Tra gli intrecci del melodramma
12 9 2021
Tra gli intrecci del melodramma

Marcello Fois spiega come orientarsi tra le intricate trame delle opere liriche

Il melodramma, nonostante nasca come un argomento per pochi, diviene presto un corridoio attraverso il quale popolazioni non attrezzate riuscirono ad accedere ai temi fondamentali della grande mitologia e ha a che fare con il principio che ha ispirato i grandi cicli di affreschi nelle città medievali. Marcello Fois introduce al mondo del melodramma, che con le sue arzigogolate trame può risultare complesso a chi non ne è avvezzo. Nel magnifico teatro Bibiena che fa da scenario, con l’accompagnamento dei superbi Solisti della Fenice Fois offre alcune suggestioni per cercare di orientarci tra le opere liriche.

Il melodramma è un fatto italiano, anzi, è una delle espressioni topiche dell’italianità per stile, genetica e filosofia. È un sistema che contiene in sé le attitudini migliori e peggiori di un popolo problematico come il nostro: teatralizzare la realtà, gonfiare gli avvenimenti, appassionarsi per le tragedie altrui e di tradimenti. L’argomento principale del melodramma sono le corna: sposta sul prosastico anche il più colto dei temi con uno straordinario doppio carpiato attraverso la musica, che può permettersi una complessità che alla parola e all’argomento è tolta. È molto italiano anche fare ricorso a temi e cicli già presenti nell’universo culturale di riferimento, ciò suggerisce che non siamo un popolo di lettori, ma un popolo di ascoltatori: quando altrove si creava timidamente la società dei lettori, gli italiani andavano in massa a teatro.

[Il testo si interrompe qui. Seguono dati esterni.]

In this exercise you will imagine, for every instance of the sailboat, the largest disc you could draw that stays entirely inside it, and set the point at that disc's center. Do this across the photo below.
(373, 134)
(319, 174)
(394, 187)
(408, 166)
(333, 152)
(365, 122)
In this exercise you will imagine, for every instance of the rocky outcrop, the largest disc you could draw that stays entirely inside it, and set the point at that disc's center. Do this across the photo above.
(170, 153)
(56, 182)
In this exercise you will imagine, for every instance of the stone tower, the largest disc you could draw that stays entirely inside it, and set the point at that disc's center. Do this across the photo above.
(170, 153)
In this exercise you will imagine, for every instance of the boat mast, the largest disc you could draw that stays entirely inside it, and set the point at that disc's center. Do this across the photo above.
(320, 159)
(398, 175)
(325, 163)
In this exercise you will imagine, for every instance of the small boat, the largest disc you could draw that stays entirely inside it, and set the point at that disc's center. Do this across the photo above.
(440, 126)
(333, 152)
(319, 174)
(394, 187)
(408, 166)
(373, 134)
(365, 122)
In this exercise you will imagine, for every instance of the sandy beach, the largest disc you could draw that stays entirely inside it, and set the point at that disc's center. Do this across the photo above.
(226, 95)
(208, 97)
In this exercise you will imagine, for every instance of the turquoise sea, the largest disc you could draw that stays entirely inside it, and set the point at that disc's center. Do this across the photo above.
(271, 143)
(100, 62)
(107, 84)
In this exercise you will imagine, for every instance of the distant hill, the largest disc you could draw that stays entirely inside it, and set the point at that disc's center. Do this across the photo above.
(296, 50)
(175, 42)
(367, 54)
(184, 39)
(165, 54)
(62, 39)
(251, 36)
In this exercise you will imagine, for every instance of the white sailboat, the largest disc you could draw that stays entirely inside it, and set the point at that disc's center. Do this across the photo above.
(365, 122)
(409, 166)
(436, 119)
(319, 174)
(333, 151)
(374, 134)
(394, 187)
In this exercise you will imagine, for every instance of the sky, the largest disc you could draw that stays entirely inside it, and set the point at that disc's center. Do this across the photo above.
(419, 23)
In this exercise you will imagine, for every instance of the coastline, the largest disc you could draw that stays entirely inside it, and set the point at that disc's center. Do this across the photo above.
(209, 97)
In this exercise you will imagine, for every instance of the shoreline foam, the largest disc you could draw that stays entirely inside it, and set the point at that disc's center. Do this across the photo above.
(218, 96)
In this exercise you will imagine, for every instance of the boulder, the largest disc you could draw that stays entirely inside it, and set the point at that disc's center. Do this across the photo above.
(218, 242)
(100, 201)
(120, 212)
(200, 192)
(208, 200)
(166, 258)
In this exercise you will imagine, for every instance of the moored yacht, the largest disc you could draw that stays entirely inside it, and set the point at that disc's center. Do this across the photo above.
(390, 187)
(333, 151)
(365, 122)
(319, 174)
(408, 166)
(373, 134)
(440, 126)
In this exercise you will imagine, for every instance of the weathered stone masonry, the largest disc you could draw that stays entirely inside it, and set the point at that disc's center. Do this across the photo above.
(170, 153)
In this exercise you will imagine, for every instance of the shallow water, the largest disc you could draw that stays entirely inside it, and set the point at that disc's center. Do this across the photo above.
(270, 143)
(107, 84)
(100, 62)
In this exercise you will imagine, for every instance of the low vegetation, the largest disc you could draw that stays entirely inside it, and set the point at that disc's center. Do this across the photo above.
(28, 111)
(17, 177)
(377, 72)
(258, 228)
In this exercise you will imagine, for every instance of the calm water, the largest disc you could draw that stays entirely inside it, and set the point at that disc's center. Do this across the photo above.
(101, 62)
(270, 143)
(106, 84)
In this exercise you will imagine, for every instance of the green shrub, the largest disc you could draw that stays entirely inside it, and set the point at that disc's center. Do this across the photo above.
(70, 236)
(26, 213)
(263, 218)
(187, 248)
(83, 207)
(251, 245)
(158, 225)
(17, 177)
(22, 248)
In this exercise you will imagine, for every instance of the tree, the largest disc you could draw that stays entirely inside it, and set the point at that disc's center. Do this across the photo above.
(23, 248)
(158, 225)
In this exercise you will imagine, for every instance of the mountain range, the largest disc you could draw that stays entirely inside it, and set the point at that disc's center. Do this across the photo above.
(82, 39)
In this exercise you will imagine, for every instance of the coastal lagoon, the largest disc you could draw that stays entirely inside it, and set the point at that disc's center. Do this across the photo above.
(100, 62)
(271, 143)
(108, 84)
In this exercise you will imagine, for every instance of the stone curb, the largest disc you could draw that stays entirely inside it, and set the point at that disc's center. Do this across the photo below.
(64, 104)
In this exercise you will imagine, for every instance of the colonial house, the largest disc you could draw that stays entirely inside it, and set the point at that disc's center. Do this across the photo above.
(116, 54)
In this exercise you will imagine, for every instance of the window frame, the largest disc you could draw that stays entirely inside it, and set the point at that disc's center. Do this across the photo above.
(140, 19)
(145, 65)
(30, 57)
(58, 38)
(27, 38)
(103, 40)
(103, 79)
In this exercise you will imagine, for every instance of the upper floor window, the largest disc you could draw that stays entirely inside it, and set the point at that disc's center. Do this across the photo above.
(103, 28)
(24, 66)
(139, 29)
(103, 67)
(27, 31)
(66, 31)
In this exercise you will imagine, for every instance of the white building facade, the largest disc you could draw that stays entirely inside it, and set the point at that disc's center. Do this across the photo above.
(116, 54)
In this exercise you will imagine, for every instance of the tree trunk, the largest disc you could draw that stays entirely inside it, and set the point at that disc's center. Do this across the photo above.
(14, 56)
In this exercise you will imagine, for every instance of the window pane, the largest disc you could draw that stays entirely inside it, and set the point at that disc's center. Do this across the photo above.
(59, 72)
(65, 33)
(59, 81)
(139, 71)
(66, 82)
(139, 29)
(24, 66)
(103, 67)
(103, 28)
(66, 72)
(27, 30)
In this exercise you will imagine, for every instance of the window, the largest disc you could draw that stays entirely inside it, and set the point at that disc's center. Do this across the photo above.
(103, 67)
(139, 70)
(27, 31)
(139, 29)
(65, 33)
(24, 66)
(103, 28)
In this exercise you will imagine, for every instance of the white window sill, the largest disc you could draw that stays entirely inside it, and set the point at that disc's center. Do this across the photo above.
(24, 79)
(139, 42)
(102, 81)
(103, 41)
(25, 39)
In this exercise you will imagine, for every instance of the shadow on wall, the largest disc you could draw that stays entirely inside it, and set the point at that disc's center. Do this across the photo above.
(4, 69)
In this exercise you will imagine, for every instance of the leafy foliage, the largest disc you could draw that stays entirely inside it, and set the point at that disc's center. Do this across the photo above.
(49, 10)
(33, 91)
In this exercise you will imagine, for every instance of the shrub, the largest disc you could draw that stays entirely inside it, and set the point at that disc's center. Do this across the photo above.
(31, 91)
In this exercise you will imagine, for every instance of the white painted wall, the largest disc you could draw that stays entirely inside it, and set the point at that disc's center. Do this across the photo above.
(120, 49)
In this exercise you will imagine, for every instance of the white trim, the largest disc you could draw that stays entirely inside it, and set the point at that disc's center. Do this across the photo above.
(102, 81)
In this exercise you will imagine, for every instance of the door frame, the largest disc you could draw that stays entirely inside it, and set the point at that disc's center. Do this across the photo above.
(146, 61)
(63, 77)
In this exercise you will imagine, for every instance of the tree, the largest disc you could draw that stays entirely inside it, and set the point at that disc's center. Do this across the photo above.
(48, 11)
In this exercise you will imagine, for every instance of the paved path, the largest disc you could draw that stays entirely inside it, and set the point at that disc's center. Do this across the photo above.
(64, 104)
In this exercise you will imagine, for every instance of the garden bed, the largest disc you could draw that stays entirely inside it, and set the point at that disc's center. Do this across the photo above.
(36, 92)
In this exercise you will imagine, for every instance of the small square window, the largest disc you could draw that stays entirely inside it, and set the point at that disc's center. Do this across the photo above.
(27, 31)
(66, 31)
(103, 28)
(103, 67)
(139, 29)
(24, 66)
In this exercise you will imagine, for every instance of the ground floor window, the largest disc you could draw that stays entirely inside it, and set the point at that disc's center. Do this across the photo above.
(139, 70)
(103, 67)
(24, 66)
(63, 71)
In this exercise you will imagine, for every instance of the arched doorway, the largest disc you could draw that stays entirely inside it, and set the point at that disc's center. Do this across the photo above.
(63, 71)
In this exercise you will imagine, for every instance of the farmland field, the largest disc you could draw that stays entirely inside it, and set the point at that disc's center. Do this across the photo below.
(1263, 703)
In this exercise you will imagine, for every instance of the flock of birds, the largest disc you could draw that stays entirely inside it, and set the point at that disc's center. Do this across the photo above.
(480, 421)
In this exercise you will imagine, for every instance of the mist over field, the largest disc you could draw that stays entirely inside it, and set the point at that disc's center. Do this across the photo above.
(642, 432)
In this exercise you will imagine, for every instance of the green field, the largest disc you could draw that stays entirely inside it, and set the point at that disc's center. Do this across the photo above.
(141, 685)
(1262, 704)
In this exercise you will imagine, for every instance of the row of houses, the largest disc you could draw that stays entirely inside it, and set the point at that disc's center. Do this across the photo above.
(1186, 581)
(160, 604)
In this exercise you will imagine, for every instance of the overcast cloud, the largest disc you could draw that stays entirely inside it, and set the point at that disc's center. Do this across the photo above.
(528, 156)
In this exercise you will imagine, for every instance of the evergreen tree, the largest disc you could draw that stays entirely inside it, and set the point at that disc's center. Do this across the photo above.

Il melodramma nasce a Mantova, con l’Orfeo di Monteverdi, un prodotto locale che diventa un paradigma mai superato che imposta un sistema che varia pochissimo, comprendendo persino quello sviluppo contemporaneo. Trattare dell’Orfeo è trattare del finale inteso come rifiuto della conclusione: il lieto fine corrisponde sempre al differimento della felicità. A chiudere il sipario in una pendice di infelicità, o perlomeno di sospensione.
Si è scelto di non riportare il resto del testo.